A cryptocurrency wallet belonging to the now closed crypto exchange BTC-e has just moved 10,000 bitcoin (BTC), currently worth over $165 million, to various exchanges, personal wallets, and other sources on November 23.
A Chainalysis report from November 23 He suggested that while this withdrawal is the largest made by BTC-e since April 2018, both BTC-e and WEX -an exchange that believed to be the successor to BTC-e– they sent small amounts of BTC to the Russian electronic payment service Webmoney on October 26, before making a test payment on November 11, and then transferring another 100 BTC on November 21.
Of the total amount sent, 9,950 BTC is believed to still be in personal wallets, while the rest moved through intermediaries before ending up at four deposit addresses on two large exchanges.
The co-founder and CEO of blockchain analytics firm Cryptoquant, Ki Young Ju also verified the findings, noting that 0.6% of the funds were sent to exchanges and may represent sell-side liquidity.
In a tweet on November 24, Young Ju shared images of the transfer noting that the BTC had been in the wallet for over seven years.
7-year-old 10,000 $BTC moved today.
No surprise, it’s from criminals, like most of the old Bitcoins. It’s the BTC-e exchange wallet related to the 2014 Mt. Gox hack.
— Ki Young Ju (@ki_young_ju) November 24, 2022
Today 10,000 BTC have been moved with 7 years old. Not a surprise, it’s from criminals, like most old bitcoins. It’s the wallet from the BTC-e exchange, related to the 2014 Mt. Gox hack. They sent 65 BTC to @hitbtc a few hours ago, so it’s not a government auction or anything.

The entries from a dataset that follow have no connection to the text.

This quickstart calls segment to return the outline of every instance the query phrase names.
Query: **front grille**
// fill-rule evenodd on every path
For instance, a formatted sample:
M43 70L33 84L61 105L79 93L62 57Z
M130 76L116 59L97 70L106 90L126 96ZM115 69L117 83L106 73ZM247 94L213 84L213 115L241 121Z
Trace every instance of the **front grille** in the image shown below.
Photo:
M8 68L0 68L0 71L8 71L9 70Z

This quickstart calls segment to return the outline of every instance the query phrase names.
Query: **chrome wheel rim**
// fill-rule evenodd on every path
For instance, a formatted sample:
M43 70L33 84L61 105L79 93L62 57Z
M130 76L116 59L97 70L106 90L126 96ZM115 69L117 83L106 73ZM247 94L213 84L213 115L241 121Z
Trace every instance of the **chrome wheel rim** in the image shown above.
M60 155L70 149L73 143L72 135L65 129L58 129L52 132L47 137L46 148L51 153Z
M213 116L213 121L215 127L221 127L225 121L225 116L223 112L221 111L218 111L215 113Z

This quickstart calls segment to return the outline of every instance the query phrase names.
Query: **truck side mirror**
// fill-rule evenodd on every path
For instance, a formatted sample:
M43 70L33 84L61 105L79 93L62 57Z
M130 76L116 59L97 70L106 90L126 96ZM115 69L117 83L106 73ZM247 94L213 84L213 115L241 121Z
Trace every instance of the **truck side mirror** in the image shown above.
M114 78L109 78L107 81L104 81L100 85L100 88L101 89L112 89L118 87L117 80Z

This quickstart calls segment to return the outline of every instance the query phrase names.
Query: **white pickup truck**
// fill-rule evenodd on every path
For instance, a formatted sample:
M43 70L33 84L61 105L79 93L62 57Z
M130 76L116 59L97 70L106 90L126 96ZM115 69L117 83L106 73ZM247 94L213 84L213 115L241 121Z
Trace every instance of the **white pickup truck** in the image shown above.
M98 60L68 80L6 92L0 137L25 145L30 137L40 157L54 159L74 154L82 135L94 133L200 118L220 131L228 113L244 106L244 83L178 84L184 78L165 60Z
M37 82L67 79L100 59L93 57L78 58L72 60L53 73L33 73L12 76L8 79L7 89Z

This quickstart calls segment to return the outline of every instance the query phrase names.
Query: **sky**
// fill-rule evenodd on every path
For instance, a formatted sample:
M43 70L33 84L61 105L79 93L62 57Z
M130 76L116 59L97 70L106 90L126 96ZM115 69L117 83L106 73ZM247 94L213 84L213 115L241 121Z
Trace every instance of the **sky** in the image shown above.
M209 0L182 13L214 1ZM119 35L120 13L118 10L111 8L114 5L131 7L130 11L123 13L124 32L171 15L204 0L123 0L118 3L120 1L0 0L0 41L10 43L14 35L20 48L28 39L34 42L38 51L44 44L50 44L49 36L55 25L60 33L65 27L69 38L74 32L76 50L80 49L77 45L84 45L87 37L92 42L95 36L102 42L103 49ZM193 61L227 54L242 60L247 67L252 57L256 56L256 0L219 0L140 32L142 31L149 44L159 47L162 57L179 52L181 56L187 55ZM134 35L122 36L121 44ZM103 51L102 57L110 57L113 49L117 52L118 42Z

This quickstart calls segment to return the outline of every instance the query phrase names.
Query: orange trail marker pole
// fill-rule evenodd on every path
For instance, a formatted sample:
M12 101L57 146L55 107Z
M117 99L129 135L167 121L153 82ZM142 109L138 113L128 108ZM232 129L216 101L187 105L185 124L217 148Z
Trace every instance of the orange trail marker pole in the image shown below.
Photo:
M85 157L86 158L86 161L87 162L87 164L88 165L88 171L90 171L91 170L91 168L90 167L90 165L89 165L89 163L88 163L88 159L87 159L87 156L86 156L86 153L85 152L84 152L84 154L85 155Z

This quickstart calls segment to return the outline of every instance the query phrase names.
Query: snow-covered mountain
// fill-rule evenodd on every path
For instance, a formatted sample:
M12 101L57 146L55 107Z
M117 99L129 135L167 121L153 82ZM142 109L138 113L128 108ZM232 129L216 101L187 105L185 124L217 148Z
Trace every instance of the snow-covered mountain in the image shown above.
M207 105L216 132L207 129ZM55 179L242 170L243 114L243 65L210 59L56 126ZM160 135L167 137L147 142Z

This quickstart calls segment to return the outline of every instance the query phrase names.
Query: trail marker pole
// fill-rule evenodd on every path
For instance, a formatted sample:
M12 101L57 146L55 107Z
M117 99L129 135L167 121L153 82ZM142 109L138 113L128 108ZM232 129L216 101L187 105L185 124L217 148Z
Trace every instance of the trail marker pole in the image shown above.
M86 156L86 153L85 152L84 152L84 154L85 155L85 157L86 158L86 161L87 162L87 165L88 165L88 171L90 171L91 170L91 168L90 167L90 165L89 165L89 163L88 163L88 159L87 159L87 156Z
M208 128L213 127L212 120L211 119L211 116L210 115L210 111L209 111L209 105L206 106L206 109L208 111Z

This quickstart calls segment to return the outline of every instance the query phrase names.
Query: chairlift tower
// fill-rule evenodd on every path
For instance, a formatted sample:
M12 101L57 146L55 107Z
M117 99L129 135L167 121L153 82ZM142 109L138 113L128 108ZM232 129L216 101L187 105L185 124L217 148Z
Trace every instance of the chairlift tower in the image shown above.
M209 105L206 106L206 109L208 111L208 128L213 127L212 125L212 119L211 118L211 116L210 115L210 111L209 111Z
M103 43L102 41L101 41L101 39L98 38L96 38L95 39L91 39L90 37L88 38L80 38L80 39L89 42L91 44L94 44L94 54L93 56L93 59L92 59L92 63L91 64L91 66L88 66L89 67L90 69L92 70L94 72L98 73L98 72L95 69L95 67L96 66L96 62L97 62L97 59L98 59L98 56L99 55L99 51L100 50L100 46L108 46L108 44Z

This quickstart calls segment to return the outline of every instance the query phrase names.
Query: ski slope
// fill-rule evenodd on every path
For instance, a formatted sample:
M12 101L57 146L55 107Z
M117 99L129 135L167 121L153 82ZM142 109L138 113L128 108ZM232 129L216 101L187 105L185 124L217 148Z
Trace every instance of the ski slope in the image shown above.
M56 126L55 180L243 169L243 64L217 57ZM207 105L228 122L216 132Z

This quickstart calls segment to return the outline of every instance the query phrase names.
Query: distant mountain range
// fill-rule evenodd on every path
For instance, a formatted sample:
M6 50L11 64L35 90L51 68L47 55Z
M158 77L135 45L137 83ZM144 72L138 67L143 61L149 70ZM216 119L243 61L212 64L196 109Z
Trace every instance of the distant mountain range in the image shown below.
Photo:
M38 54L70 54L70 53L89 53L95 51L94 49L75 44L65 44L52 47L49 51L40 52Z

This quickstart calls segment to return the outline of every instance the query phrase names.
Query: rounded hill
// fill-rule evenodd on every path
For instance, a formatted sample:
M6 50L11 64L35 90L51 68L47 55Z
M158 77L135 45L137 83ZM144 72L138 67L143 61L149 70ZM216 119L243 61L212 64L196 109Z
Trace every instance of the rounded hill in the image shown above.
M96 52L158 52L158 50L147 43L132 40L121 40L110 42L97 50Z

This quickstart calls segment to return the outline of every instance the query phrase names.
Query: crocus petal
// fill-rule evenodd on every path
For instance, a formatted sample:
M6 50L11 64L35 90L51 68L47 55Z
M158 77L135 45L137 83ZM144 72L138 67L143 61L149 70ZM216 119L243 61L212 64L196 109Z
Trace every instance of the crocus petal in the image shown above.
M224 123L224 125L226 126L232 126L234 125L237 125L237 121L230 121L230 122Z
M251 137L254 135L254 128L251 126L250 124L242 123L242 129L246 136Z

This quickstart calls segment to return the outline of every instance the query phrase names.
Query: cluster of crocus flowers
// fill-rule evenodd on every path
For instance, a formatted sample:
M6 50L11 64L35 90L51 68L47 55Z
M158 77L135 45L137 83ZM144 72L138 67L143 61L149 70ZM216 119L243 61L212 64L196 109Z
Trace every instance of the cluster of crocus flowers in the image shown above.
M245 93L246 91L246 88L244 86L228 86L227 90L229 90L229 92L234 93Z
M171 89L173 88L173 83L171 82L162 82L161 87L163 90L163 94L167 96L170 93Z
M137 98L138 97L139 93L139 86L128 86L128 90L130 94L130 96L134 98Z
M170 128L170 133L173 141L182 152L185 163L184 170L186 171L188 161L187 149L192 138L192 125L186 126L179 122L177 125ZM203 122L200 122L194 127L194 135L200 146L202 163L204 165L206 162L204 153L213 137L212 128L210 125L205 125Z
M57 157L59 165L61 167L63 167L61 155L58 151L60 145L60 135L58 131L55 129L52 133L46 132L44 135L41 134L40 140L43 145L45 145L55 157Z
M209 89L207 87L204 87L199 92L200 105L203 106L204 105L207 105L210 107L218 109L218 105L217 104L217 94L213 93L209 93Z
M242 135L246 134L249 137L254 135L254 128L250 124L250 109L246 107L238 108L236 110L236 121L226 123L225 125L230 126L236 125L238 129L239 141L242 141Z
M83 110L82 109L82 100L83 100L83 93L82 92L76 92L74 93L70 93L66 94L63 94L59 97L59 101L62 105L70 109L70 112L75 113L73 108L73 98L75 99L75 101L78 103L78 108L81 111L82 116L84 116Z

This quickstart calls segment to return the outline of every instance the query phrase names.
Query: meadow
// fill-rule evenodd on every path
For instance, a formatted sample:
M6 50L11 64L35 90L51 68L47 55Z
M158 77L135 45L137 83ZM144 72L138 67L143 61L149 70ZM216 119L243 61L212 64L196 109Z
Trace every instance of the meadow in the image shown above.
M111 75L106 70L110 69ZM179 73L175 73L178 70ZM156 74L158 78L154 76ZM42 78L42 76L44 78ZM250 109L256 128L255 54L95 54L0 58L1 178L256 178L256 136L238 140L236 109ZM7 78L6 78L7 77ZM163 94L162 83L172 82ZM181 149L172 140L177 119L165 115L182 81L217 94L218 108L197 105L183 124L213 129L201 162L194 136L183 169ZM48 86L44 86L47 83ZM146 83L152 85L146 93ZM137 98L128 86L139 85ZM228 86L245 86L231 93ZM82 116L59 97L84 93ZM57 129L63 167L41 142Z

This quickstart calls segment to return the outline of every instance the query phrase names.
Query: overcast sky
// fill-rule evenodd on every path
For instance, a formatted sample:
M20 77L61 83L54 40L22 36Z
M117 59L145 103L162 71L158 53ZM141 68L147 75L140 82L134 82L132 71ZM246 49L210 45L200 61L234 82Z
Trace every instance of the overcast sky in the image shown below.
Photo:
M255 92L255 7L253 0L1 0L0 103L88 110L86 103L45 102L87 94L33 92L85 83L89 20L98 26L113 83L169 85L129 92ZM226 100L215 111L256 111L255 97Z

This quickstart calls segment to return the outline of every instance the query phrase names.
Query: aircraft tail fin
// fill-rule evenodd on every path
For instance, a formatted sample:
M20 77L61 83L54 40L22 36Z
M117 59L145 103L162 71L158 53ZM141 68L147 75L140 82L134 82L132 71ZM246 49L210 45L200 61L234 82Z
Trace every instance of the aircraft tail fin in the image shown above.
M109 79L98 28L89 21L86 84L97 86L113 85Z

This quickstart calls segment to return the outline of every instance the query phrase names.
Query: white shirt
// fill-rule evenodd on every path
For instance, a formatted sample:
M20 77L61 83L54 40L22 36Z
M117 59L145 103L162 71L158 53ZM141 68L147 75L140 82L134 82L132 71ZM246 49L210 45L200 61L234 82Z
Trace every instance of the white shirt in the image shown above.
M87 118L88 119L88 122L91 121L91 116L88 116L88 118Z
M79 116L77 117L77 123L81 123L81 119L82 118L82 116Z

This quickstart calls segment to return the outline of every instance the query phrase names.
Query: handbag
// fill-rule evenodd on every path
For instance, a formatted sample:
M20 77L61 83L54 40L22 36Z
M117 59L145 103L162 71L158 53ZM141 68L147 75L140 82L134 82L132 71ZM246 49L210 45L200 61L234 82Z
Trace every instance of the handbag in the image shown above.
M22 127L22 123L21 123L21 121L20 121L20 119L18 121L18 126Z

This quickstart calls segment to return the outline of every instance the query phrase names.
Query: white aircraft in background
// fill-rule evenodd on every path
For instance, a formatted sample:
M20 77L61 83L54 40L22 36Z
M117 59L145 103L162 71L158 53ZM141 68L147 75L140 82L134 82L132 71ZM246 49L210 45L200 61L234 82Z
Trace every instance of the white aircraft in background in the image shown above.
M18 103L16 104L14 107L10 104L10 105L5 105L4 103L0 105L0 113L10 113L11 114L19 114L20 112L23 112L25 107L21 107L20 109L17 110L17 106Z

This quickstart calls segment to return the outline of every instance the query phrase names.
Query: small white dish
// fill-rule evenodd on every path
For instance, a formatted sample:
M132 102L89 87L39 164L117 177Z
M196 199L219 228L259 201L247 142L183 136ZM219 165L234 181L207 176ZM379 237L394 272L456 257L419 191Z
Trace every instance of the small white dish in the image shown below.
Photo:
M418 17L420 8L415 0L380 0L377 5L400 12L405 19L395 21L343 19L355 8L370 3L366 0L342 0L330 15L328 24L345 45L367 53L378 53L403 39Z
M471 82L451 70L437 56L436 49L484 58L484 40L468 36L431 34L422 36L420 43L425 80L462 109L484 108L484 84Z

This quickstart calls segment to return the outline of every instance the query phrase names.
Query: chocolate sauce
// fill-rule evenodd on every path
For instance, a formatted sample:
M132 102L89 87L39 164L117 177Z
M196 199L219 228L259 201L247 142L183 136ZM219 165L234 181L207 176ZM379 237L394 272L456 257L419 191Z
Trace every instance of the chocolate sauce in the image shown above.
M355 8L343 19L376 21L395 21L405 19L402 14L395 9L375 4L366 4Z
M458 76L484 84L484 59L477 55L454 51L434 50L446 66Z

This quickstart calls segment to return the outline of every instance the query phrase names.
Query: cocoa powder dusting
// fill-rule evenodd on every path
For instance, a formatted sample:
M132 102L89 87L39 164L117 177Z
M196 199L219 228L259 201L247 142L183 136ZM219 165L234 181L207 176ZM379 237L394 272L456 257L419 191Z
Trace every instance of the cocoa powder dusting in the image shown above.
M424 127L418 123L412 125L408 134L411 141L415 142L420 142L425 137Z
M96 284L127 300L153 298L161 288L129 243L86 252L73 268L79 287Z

Young Ju also mentioned that 65 BTC had been transferred to the HitBTC crypto exchange and asked them to suspend the account for suspicious activity.
Mt. Gox was a Tokyo-based crypto exchange that once accounted for more than 70% of bitcoin transactions. In 2014, the exchange was hacked, stealing thousands of bitcoin, and the exchange filed for bankruptcy soon after.
The Federal Bureau of Investigation (FBI) in 2017 shut down the website and seized the funds from BTC-e, which had its servers located in the United States, after allegations that it was involved in money laundering, including the cryptocurrencies stolen during the Mt. Gox hack.
According to Chainalysis, at the time of its shutdown, BTC-e still held “a substantial amount of bitcoin,” and in April 2018 it moved more than 30,000 BTC out of its service wallet.
While the owners of BTC-e have tried to remain anonymous, Alexander Vinnik is believed to be the main operator. and has been embroiled in legal battles for the past five years as a result.
A WizSecurity report published in 2017 alleged that BTC-e and Vinnik were directly involved in the Mt. Gox bitcoin heist and from user funds, with the latter being forced to suspend operations and shut down its website following the losses.
Clarification: The information and/or opinions expressed in this article do not necessarily represent the views or editorial line of Cointelegraph. The information presented here should not be taken as financial advice or investment recommendation. All investment and commercial movement involve risks and it is the responsibility of each person to do their due research before making an investment decision.
Investments in crypto assets are not regulated. They may not be suitable for retail investors and the entire amount invested may be lost. The services or products offered are not directed or accessible to investors in Spain.